The 800 free relay, the longest and perhaps most grueling relay event on the college event lineup, turned out the be well worth the effort for the Team Blue. The Wolverine team of Anders Nielsen, Michael Wynalda, Justin Glanda and Connor Jaeger went 6:09.85 to become not only the fastest relay in NCAA history, but also the fastest 800 free relay ever swum on American soil.
The much-talked about hero of the relay was Wynalda, who put up a blazing 1:30.60 split swimming second, even with a pretty average relay exchange. That’s the kind of split that immediately makes people think of barriers – suddenly the first-ever 1:29 200 freestyle split seems incredibly possible, perhaps even imminent.
The 200 free is an event where the stakes have been progressively raised in big ways this season. Back in the fall of 2013, we saw Yannick Agnel and Conor Dwyer go head-to-head at the Minneapolis Grand Prix in what was one of the fastest 200 free battles ever recorded (Agnel won 1:31.90 to 1:32.09). Then in December we saw Joao de Lucca and Darian Townsend become the first swimmers under 1:32 in the same field. Wynalda’s split (and the splits of his three Michigan teammates) ups the ante even more, and now swim fans get to spend three weeks wondering if Wynalda’s NCAA showdown with defending champ de Lucca will even top all of that – could we see the first 1:30 in NCAA and American history? Could we see two of them?

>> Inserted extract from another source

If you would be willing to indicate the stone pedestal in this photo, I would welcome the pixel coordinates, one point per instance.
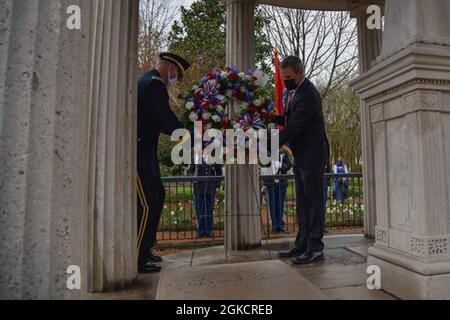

That’s not even to speak of what the relay win says for Michigan. It’s an early statement that the Wolverines are back for another post-season run, perhaps spurred on by the fact that they’ve at times been overlooked this season as NCAA title favorites despite the way they proved so many doubters wrong a year ago. It also shows that this team, though quite different from last year’s in composition, can still find ways to hurt you. Where last year’s group was loaded with versatile sprinters that made their medley relays so dangerous, this year’s team is a buzzsaw in the middle-distances, and that 200/500 group is proving that they can transcend being great (they were 2nd at NCAAs in this event a year ago) and rise to a whole new level of eliteness entirely.